2. The system of claim 1, wherein the detection module further comprises a first level sensor and a second level sensor; the first liquid level sensor is arranged on the side surface of the bottom of the lifting mechanism, and the second liquid level sensor is arranged on the side surface of the top of the lifting mechanism; the first liquid level sensor and the second liquid level sensor are both electrically connected with the PLC.

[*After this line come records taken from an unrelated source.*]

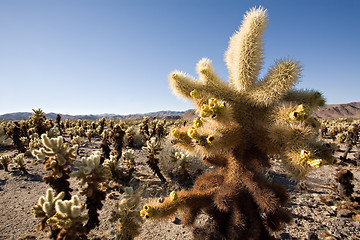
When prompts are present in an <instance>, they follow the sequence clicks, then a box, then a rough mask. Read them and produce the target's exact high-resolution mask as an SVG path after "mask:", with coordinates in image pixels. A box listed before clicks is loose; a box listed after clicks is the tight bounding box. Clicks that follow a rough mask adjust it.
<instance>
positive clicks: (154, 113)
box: [0, 111, 184, 121]
mask: <svg viewBox="0 0 360 240" xmlns="http://www.w3.org/2000/svg"><path fill="white" fill-rule="evenodd" d="M182 114H184V112H179V111H159V112H150V113H142V114H140V113H139V114H129V115H117V114H97V115H91V114H90V115H67V114H61V113H60V115H61V119H62V120H64V119H70V120H74V119H75V120H77V119H82V120H99V119H100V118H102V117H105V118H106V119H114V120H134V119H143V118H144V117H156V118H159V119H179V118H181V115H182ZM31 115H32V113H31V112H16V113H8V114H3V115H0V120H12V121H19V120H22V119H27V118H28V117H29V116H31ZM56 115H57V113H47V114H46V118H47V119H53V120H55V119H56Z"/></svg>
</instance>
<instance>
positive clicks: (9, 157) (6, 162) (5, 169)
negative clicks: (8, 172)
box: [0, 155, 11, 172]
mask: <svg viewBox="0 0 360 240" xmlns="http://www.w3.org/2000/svg"><path fill="white" fill-rule="evenodd" d="M0 163H1V165H2V166H3V168H4V170H5V171H6V172H8V171H9V167H8V166H9V164H10V163H11V158H10V156H9V155H3V156H0Z"/></svg>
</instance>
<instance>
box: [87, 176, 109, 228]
mask: <svg viewBox="0 0 360 240" xmlns="http://www.w3.org/2000/svg"><path fill="white" fill-rule="evenodd" d="M83 192H84V193H85V195H86V208H87V209H88V215H89V220H88V222H87V223H86V225H85V228H86V231H87V233H89V232H90V231H91V230H92V229H94V228H96V227H97V226H99V225H100V220H99V213H98V210H101V209H102V207H103V203H102V201H103V200H105V198H106V192H105V191H104V190H103V189H100V188H99V185H98V183H96V182H93V183H89V184H88V186H87V187H86V188H84V189H83Z"/></svg>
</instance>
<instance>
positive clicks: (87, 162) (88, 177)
mask: <svg viewBox="0 0 360 240" xmlns="http://www.w3.org/2000/svg"><path fill="white" fill-rule="evenodd" d="M100 158H101V154H100V152H99V151H96V152H93V153H92V154H91V155H90V157H88V158H86V157H83V158H81V162H75V163H74V165H75V166H76V167H77V168H78V170H77V171H73V172H72V173H70V176H71V177H76V178H77V179H78V180H80V184H81V185H84V184H85V183H89V182H93V181H96V182H99V183H100V182H104V181H106V179H108V178H109V177H111V171H110V168H109V167H108V166H105V165H103V164H100Z"/></svg>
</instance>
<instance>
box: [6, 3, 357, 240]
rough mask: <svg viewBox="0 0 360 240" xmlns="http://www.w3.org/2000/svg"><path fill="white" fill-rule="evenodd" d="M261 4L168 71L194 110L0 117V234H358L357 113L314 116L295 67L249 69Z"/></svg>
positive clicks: (58, 237) (307, 90) (217, 234)
mask: <svg viewBox="0 0 360 240" xmlns="http://www.w3.org/2000/svg"><path fill="white" fill-rule="evenodd" d="M268 23H269V16H268V12H267V10H266V9H264V8H263V7H254V8H251V9H250V10H249V11H248V12H246V13H245V15H244V18H243V21H242V23H241V26H240V28H239V30H238V31H235V33H234V34H233V35H232V37H231V38H230V41H229V46H228V49H227V51H226V52H225V64H226V67H227V70H228V72H229V79H228V80H227V81H224V80H222V79H220V77H219V76H218V75H217V73H216V72H215V69H214V67H213V65H212V62H211V60H210V59H208V58H202V59H201V60H200V61H199V62H198V63H197V65H196V72H197V74H198V78H195V77H192V76H190V75H189V74H187V73H184V72H181V71H178V70H176V71H173V72H172V73H170V74H169V76H168V79H169V85H170V88H171V89H172V91H173V93H174V94H175V95H178V96H179V97H182V98H185V99H188V100H190V101H191V102H192V103H193V105H194V113H195V115H196V117H195V118H194V119H191V120H189V119H187V120H185V119H160V118H159V119H157V118H155V117H154V118H149V117H144V118H143V119H137V120H114V119H110V118H108V119H106V118H105V117H103V118H101V119H98V120H68V119H62V117H61V115H60V114H57V117H56V120H50V119H47V118H46V115H45V113H44V112H43V111H42V110H41V109H40V108H39V109H33V113H32V115H31V116H29V117H28V118H27V119H25V118H24V119H23V120H21V121H6V120H2V121H0V201H1V204H0V222H1V225H0V239H54V240H77V239H80V240H86V239H94V240H95V239H121V240H131V239H153V240H164V239H165V240H166V239H169V240H170V239H182V240H183V239H189V240H190V239H206V240H211V239H219V240H221V239H224V240H237V239H256V240H267V239H327V240H330V239H359V238H360V230H359V229H360V184H359V181H360V170H359V166H360V145H359V144H360V120H357V119H321V118H316V115H315V114H314V112H315V111H316V110H318V109H319V107H321V106H324V105H325V98H324V97H323V95H322V93H321V92H320V91H317V90H313V89H299V88H296V85H297V84H298V83H299V81H300V78H301V72H302V68H303V67H302V64H300V62H299V61H297V60H295V59H291V58H283V59H280V60H277V61H275V62H274V64H273V65H272V66H271V67H269V69H268V71H267V72H266V73H265V75H264V76H263V77H261V74H260V70H261V69H262V65H263V59H264V56H263V55H264V49H263V47H264V43H263V35H264V30H265V29H266V27H267V25H268Z"/></svg>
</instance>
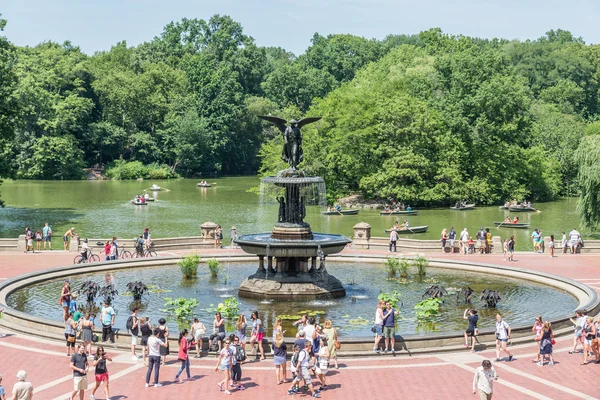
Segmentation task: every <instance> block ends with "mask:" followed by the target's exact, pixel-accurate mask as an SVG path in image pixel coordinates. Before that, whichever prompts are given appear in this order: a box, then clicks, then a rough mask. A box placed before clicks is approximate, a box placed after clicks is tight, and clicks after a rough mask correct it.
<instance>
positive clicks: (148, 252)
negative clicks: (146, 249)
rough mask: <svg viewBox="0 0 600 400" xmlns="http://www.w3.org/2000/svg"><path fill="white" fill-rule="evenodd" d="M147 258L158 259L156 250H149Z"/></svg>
mask: <svg viewBox="0 0 600 400" xmlns="http://www.w3.org/2000/svg"><path fill="white" fill-rule="evenodd" d="M146 257H158V254H156V252H155V251H154V250H148V251H147V252H146Z"/></svg>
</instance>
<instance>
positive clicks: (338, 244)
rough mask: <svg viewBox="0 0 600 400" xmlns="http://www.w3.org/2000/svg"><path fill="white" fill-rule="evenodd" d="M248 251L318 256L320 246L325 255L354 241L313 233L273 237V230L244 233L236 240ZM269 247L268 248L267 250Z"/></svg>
mask: <svg viewBox="0 0 600 400" xmlns="http://www.w3.org/2000/svg"><path fill="white" fill-rule="evenodd" d="M235 242H236V243H237V244H238V245H239V246H240V247H241V248H242V250H244V251H245V252H246V253H249V254H256V255H259V256H266V255H267V253H268V255H269V256H273V257H317V256H318V255H317V252H318V250H319V248H320V249H321V251H322V252H323V254H324V255H329V254H335V253H339V252H340V251H342V250H344V247H346V245H347V244H348V243H351V242H352V241H351V240H350V239H349V238H347V237H346V236H344V235H331V234H325V233H313V239H309V240H282V239H273V238H272V237H271V232H266V233H253V234H250V235H243V236H240V237H238V238H237V239H236V241H235ZM267 249H268V250H267Z"/></svg>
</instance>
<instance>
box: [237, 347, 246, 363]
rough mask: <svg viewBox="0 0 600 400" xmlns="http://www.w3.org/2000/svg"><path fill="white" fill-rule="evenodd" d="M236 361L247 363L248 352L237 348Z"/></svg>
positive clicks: (241, 347)
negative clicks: (246, 358) (247, 352)
mask: <svg viewBox="0 0 600 400" xmlns="http://www.w3.org/2000/svg"><path fill="white" fill-rule="evenodd" d="M235 350H236V352H235V359H236V361H239V362H242V361H246V350H244V348H243V347H242V346H235Z"/></svg>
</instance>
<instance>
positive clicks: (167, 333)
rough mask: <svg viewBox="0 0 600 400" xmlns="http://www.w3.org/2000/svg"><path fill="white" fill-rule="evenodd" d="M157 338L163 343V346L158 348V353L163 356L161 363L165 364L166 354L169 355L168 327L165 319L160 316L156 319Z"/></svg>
mask: <svg viewBox="0 0 600 400" xmlns="http://www.w3.org/2000/svg"><path fill="white" fill-rule="evenodd" d="M156 336H158V338H159V339H160V340H161V341H163V342H164V343H165V346H161V347H160V348H159V351H160V355H161V356H162V358H163V364H167V356H168V355H169V327H168V326H167V320H166V319H164V318H160V319H159V320H158V334H157V335H156Z"/></svg>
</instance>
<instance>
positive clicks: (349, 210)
mask: <svg viewBox="0 0 600 400" xmlns="http://www.w3.org/2000/svg"><path fill="white" fill-rule="evenodd" d="M359 211H360V210H341V211H323V212H322V213H321V214H323V215H356V214H358V212H359Z"/></svg>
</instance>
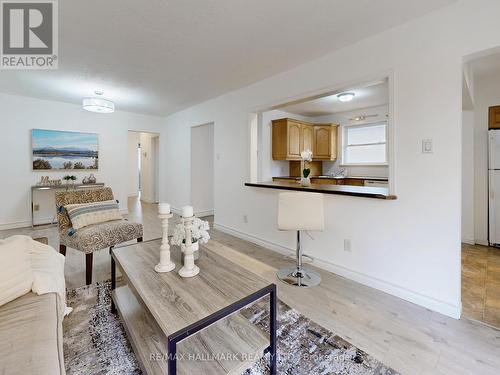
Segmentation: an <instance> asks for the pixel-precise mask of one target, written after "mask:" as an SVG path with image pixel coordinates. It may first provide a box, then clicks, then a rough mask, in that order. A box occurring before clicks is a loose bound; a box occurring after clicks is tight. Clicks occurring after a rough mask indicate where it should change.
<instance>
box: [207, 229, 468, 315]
mask: <svg viewBox="0 0 500 375" xmlns="http://www.w3.org/2000/svg"><path fill="white" fill-rule="evenodd" d="M214 229H217V230H220V231H221V232H224V233H227V234H230V235H232V236H235V237H238V238H241V239H243V240H246V241H249V242H252V243H255V244H257V245H260V246H262V247H265V248H266V249H269V250H273V251H275V252H277V253H280V254H284V255H287V256H289V255H293V254H295V250H293V249H291V248H287V247H284V246H282V245H279V244H276V243H274V242H270V241H267V240H264V239H262V238H259V237H256V236H253V235H251V234H247V233H244V232H241V231H239V230H236V229H233V228H231V227H228V226H226V225H223V224H218V223H214ZM309 257H310V258H312V257H311V256H309ZM312 259H313V262H312V264H314V265H315V266H317V267H319V268H321V269H324V270H326V271H330V272H333V273H335V274H337V275H339V276H342V277H345V278H347V279H350V280H352V281H355V282H357V283H360V284H363V285H366V286H368V287H371V288H374V289H378V290H380V291H382V292H385V293H388V294H391V295H393V296H396V297H398V298H401V299H403V300H405V301H409V302H412V303H414V304H416V305H419V306H422V307H425V308H427V309H430V310H433V311H436V312H438V313H441V314H443V315H446V316H449V317H451V318H454V319H460V315H461V311H462V306H461V305H460V306H455V305H452V304H450V303H448V302H444V301H441V300H437V299H435V298H433V297H430V296H426V295H424V294H421V293H417V292H414V291H412V290H409V289H406V288H403V287H400V286H398V285H395V284H392V283H389V282H387V281H385V280H381V279H378V278H376V277H373V276H370V275H367V274H364V273H362V272H358V271H354V270H351V269H349V268H346V267H344V266H341V265H337V264H335V263H332V262H329V261H325V260H322V259H318V258H312Z"/></svg>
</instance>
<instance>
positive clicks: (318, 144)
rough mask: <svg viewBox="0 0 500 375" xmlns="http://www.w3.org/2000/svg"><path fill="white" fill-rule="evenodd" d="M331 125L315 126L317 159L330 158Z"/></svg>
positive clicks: (316, 155)
mask: <svg viewBox="0 0 500 375" xmlns="http://www.w3.org/2000/svg"><path fill="white" fill-rule="evenodd" d="M330 131H331V126H328V125H325V126H315V127H314V155H313V158H315V159H326V160H329V159H330V155H331V143H330V142H331V134H330Z"/></svg>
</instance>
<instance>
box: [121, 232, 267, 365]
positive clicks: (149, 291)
mask: <svg viewBox="0 0 500 375" xmlns="http://www.w3.org/2000/svg"><path fill="white" fill-rule="evenodd" d="M160 245H161V242H160V240H152V241H148V242H142V243H138V244H134V245H129V246H125V247H121V248H114V249H113V250H112V253H111V288H112V299H113V304H112V309H113V311H114V309H115V306H116V309H117V310H118V313H119V314H120V317H121V320H122V321H123V324H124V326H125V330H126V332H127V336H128V338H129V340H130V342H131V344H132V348H133V349H134V352H135V354H136V357H137V359H138V360H139V363H140V365H141V368H142V370H143V372H144V373H145V374H167V373H168V374H169V375H175V374H177V373H179V374H186V375H188V374H189V375H192V374H204V375H211V374H227V373H228V374H238V375H239V374H241V373H242V372H243V371H245V370H246V369H247V368H249V367H251V366H252V364H253V363H255V362H256V361H257V360H258V358H260V357H261V356H262V355H263V354H264V353H267V352H269V354H270V370H271V374H276V328H277V323H276V313H277V310H276V302H277V294H276V285H275V284H272V283H269V282H268V281H266V280H264V279H262V278H261V277H260V276H258V275H256V274H254V273H252V272H250V271H248V270H246V269H244V268H243V267H241V266H239V265H237V264H235V263H233V262H231V261H229V260H228V259H226V258H224V257H221V256H220V255H218V254H216V253H214V252H212V251H210V250H209V249H207V248H206V247H203V246H201V247H200V252H201V254H200V259H199V260H198V261H197V264H198V266H199V267H200V269H201V272H200V274H199V275H197V276H195V277H192V278H187V279H183V278H181V277H180V276H179V275H178V273H177V272H176V270H174V271H172V272H167V273H157V272H156V271H155V270H154V266H155V264H156V263H158V259H159V249H160ZM172 260H173V261H174V262H175V263H176V265H177V268H179V266H180V265H181V259H180V249H179V248H178V247H173V248H172ZM116 267H118V268H119V270H120V271H121V275H122V277H123V279H124V280H125V285H121V286H118V285H117V280H116ZM266 296H269V300H270V316H269V319H270V324H269V328H270V333H269V334H267V333H265V332H264V331H262V330H261V329H260V328H259V327H257V326H256V325H254V324H252V323H251V322H250V321H249V320H248V319H246V318H245V317H243V316H242V315H240V314H239V313H238V310H240V309H242V308H243V307H245V306H247V305H250V304H251V303H253V302H255V301H257V300H259V299H260V298H263V297H266ZM178 365H179V366H178Z"/></svg>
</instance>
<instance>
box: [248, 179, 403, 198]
mask: <svg viewBox="0 0 500 375" xmlns="http://www.w3.org/2000/svg"><path fill="white" fill-rule="evenodd" d="M245 186H250V187H258V188H265V189H279V190H294V191H307V192H312V193H323V194H337V195H350V196H353V197H362V198H375V199H389V200H392V199H396V198H397V197H396V196H395V195H390V194H389V189H388V188H385V187H370V186H350V185H322V184H311V185H310V186H307V187H304V186H301V185H300V184H299V183H298V182H297V181H293V180H292V181H290V182H284V181H269V182H246V183H245Z"/></svg>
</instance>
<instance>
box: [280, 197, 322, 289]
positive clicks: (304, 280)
mask: <svg viewBox="0 0 500 375" xmlns="http://www.w3.org/2000/svg"><path fill="white" fill-rule="evenodd" d="M323 211H324V210H323V194H319V193H306V192H301V193H280V194H279V204H278V229H279V230H282V231H285V230H286V231H292V230H293V231H297V254H296V256H297V265H296V267H291V268H282V269H280V270H279V271H278V274H277V276H278V278H279V279H280V280H281V281H283V282H285V283H287V284H290V285H294V286H299V287H306V288H307V287H311V286H317V285H319V284H320V283H321V276H320V275H319V273H317V272H315V271H313V270H310V269H307V268H303V267H302V248H301V244H300V231H312V230H315V231H316V230H317V231H323V230H324V228H325V217H324V212H323Z"/></svg>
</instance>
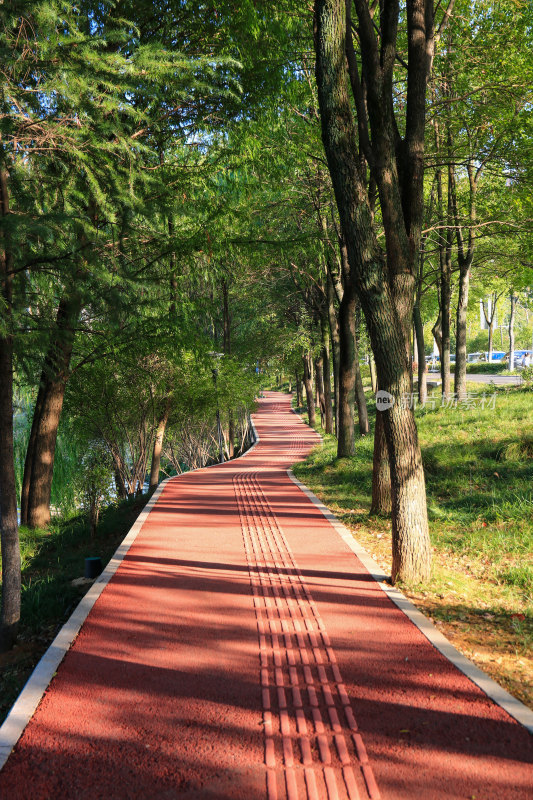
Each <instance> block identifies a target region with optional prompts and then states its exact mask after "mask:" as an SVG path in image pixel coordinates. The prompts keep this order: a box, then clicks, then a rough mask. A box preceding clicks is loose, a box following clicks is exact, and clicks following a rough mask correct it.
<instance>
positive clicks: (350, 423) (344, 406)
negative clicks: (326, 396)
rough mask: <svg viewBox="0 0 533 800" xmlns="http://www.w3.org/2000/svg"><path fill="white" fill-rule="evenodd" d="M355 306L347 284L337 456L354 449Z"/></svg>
mask: <svg viewBox="0 0 533 800" xmlns="http://www.w3.org/2000/svg"><path fill="white" fill-rule="evenodd" d="M355 306H356V298H355V292H354V290H353V287H351V286H346V287H345V289H344V294H343V297H342V300H341V304H340V307H339V345H340V350H339V429H338V436H337V440H338V441H337V458H350V456H353V454H354V452H355V433H354V408H355Z"/></svg>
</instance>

3. The automobile anti-flooding alarm system according to claim 1 or 2, wherein the rainfall sensor is arranged on the automobile roof, the front and rear automobile covers or the automobile glass; the four protection modules are respectively arranged at the positions, close to the wheels, of the automobile chassis, the telescopic baffle with the second distance sensor is arranged on the outer side of the wheels, and the telescopic baffle without the second distance sensor is arranged on the inner side of the wheels; the PLC controls a first driving motor and a second driving motor according to control signals of the first balancing module and the second balancing module; when the automobile is in a left-leaning state, the first driving motor rotates forwards, the automobile is in a right-leaning state, and the first driving motor rotates backwards; when the automobile is in an uphill state, the second driving motor rotates forwards, and when the automobile is in a downhill state, the second driving motor rotates backwards; the PLC controls the first telescopic mechanism, the second telescopic mechanism, the third telescopic mechanism and the fourth telescopic mechanism according to control signals of the third balance module and the fourth balance module; when the automobile is in an uphill state, the first telescopic mechanism and the second telescopic mechanism extend, and the third telescopic mechanism and the fourth telescopic mechanism shorten; when the automobile is in a downhill state, the first telescopic mechanism and the second telescopic mechanism are shortened, and the third telescopic mechanism and the fourth telescopic mechanism are extended; when the automobile is in a left-leaning state, the second telescopic mechanism and the fourth telescopic mechanism extend, and the first telescopic mechanism and the third telescopic mechanism shorten; when the automobile is in a right-leaning state, the second telescopic mechanism and the fourth telescopic mechanism are shortened, and the first telescopic mechanism and the third telescopic mechanism are extended.

4. The system according to claim 3, wherein the first balancing module, the second balancing module, the third balancing module and the fourth balancing module have the same structure, and each balancing module comprises two travel switches and a ball, the two travel switches are respectively arranged at two ends of the balancing module, and the ball is arranged between the two travel switches and freely rolls inside the balancing module; the two travel switches of the first balancing module and the third balancing module are arranged along the direction parallel to the first screw rod; and the two travel switches of the second balancing module and the fourth balancing module are arranged along the direction parallel to the second screw rod.

5. The system of claim 1, wherein the housings of the control box, the first drive motor, the second drive motor, the third drive motor, the fourth drive motor and the fifth drive motor are made of waterproof materials.